A housing bill awaiting Gov. Ned Lamont’s signature is drawing criticism from some local and state officials, who argue it overreaches into local zoning authority. Several Fairfield County officials have written to the governor, asking him to veto the measure.

“I just can’t get behind this,” said First Selectman David Bindelglass. “I’m very sympathetic to the fact that, somehow, we need more housing, but I don’t know what the answer is. I don’t think it’s this.”

House Bill 5002 introduced during the legislative session to address homelessness, but the 91-page measure also requires towns to standardize housing plans, assigns each municipality a share of the state’s housing need to plan and zone for, and allows the conversion of commercial properties to residential use while prohibiting minimum parking requirements.

Selectman Nicholas D’Addario, who is running for first selectman, said the bill undermines the principle of local governance.

“I believe land use decisions and development are best made by those who live in the community,” said D’Addario. “We need to craft housing solutions that respect local input and preserve the unique character of each town.

In a bipartisan show of opposition, Easton’s Board of Selectmen has written a letter to Lamont, asking him to veto the bill, as have officials in Darien, Fairfield and Westport.

Fairfield First Selectman Bill Gerber also urged Lamont to veto HB 5002, arguing that the bill would force the town to add many more affordable housing units despite Fairfield’s recent four-year moratorium under 8-30g and the hundreds of affordable units it has already built.

Lamont has publicly stated he is concerned about a part of House Bill 5002 that sets specific affordable housing targets for each town. He is weighing whether to sign the bill and fix it later or veto it and pursue a new version. He has until June 24 to sign the bill.

State Sen. Tony Hwang, who represents Easton, Fairfield, Newtown, Weston and Westport, called the bill “an arrogance of power.”

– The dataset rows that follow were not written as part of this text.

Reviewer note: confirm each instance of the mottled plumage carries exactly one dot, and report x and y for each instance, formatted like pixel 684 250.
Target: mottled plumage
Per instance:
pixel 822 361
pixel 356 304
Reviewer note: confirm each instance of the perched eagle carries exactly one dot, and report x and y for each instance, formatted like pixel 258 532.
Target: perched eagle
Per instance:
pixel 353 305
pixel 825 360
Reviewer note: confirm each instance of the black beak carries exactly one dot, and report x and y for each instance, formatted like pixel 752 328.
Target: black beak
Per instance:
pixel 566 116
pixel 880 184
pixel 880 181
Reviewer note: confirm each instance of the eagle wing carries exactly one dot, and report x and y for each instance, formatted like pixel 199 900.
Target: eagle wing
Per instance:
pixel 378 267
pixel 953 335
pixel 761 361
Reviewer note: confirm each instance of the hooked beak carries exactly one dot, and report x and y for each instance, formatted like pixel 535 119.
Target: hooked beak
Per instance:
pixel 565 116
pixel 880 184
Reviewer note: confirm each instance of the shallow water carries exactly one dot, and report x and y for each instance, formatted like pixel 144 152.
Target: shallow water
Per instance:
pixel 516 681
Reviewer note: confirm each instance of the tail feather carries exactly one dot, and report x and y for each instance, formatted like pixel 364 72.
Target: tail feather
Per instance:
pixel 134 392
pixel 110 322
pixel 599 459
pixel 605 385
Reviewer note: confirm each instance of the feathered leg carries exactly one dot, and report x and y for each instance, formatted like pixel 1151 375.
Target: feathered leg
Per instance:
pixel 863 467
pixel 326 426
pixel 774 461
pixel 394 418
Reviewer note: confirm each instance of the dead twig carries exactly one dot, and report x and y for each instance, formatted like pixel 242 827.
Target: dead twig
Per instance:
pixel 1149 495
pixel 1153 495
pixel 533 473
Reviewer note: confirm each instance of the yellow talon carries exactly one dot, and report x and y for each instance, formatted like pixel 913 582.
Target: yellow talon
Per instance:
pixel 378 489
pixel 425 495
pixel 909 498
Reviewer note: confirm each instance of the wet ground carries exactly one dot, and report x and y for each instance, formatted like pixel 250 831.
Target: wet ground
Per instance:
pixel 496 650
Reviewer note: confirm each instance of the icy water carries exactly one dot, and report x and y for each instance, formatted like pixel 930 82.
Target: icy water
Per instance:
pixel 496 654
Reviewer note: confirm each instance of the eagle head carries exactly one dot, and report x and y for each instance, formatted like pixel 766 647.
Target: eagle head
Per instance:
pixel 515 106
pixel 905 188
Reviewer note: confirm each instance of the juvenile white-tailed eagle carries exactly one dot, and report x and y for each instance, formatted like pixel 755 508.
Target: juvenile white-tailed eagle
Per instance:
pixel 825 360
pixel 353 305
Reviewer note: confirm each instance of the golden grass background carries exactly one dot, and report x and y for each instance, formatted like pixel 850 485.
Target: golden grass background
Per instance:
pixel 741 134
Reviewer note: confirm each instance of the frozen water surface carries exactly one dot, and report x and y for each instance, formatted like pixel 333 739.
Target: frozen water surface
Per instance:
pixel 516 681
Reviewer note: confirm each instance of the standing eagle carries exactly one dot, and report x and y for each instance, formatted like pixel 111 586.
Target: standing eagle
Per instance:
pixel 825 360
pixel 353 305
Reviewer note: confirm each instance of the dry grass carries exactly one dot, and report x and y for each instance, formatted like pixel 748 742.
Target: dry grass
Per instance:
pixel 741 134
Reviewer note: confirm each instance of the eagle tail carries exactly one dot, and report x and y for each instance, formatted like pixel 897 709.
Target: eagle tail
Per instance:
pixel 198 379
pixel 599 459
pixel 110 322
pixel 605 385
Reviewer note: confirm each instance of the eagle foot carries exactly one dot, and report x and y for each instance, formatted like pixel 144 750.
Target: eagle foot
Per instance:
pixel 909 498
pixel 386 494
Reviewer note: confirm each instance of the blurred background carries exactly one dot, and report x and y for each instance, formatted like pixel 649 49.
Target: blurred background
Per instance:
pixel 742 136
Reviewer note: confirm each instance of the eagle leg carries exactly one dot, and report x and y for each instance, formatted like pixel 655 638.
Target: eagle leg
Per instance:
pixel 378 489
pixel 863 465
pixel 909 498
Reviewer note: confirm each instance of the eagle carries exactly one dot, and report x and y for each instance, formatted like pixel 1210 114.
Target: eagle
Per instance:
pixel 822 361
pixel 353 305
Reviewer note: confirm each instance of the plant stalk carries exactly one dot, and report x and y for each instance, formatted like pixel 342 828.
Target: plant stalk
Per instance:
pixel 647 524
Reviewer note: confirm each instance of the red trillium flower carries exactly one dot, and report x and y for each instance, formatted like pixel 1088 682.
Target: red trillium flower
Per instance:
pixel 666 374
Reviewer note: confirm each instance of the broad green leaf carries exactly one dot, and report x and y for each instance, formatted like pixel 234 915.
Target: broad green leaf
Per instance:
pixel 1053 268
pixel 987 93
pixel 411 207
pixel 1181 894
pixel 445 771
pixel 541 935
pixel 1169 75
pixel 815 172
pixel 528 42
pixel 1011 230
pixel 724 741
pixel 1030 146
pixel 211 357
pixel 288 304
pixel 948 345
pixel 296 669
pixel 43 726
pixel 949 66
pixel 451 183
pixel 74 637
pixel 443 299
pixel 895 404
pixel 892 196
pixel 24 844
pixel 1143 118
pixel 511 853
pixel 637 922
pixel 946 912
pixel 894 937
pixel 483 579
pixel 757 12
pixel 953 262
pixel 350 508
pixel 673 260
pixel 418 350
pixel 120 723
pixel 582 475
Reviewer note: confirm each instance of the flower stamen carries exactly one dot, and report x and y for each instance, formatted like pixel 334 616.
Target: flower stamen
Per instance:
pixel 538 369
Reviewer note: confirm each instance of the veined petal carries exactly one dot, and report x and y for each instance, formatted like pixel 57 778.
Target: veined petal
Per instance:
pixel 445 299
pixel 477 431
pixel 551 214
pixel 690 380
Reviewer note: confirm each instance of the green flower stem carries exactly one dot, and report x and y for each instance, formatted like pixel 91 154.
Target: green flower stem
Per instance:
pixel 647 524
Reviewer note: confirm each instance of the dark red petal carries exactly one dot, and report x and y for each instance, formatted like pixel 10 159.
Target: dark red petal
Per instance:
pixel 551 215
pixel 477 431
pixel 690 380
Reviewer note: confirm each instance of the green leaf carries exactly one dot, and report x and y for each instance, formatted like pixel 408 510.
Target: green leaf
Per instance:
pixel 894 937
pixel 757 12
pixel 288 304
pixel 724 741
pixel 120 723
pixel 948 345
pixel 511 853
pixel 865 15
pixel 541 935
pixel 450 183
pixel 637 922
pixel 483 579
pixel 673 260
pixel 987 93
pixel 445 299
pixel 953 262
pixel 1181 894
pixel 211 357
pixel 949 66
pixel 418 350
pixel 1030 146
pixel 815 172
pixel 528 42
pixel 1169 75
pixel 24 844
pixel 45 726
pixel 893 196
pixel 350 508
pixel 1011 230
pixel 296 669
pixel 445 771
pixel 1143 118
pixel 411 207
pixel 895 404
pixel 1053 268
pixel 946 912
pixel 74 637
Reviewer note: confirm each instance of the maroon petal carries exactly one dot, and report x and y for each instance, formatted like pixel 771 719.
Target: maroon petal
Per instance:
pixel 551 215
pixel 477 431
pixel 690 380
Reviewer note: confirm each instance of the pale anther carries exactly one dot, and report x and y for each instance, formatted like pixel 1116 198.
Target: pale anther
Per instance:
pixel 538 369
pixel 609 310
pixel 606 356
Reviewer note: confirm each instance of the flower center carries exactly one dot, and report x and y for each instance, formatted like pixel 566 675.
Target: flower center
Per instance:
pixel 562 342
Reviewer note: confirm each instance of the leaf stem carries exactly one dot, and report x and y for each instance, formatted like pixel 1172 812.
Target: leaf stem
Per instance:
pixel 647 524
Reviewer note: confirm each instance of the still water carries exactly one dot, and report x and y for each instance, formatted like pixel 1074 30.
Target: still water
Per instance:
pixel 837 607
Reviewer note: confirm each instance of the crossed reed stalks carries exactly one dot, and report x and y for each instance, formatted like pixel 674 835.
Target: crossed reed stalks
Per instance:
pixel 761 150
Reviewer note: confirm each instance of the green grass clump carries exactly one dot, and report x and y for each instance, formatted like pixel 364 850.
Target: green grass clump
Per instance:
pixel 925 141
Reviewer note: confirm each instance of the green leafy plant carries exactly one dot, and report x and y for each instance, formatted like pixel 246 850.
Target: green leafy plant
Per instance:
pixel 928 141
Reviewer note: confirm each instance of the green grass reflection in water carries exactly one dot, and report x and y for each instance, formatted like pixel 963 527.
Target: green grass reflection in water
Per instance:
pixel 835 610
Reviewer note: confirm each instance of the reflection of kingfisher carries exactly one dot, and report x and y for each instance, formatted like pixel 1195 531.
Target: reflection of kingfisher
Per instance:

The bill, he said, originated from a study of homelessness but it “quietly morphed into a 47-section omnibus overhaul of Connecticut’s housing law.” The “dramatic transformation occurred not through consensus or robust debate, but through a strike-all amendment that replaced the bill’s content entirely, without a public hearing or meaningful cognizant committee scrutiny,” he said.

“Our towns are not the same,” said Hwang. “From coastal cities to rural farmland, from transit hubs to protected watershed areas, the needs and capacities of each municipality vary widely. This bill fails to reflect that complexity. Worse, it punishes thoughtful local planning and threatens our natural resources and environmental protections, especially in watershed communities like Easton, Redding, and Newtown.

Housing Committee Ranking Member state Rep. Tony Scott, representing Monroe and sections of Easton and Trumbull, voted against the bill. He argued it takes local control away from municipal elected officials, removes parking minimums, sets unrealistic numbers for towns and cities to reach, and favors unions.

“It is a pure back-room, shady deal to give money directly from the state to the unions with no oversight or way for the state to get its money back,” he said.

“This is not a city/town issue,” said Scott. “This is not a Republican/Democrat issue. There is wide bipartisan disapproval of this bill across the state. Places like Bridgeport, Fairfield, Easton, and Trumbull are against it, so are Republican-controlled local governments like Monroe and Newtown. This bill is very bad for the entire state of Connecticut, and I am glad to see so many municipal leaders coming out against it, and hope the governor is listening and considers vetoing it.”

While many local officials argue the bill undermines municipal autonomy and imposes impractical mandates, supporters see it as a necessary step to address a statewide crisis. State Rep. Anne Hughes, representing Weston, Redding and part of Easton, called the bill she voted for “an important and thoughtful step toward a region-wide and statewide structural effort to address the housing crisis.”

She cited a recently released Connecticut Business and Industry Association Foundation report detailing how the state’s housing shortage is holding back economic growth. “Direct-care staff, teachers, para-educators, firefighters and first-responder families often live far from where they work, relying on heavy commutes on congested highways,” said Hughes. 

“Our well-educated public school graduates and children who grew up here cannot afford to stay or move back to the state. We are suffering from a brain drain, and we export to other states our most valuable assets and investment: our students,” she said.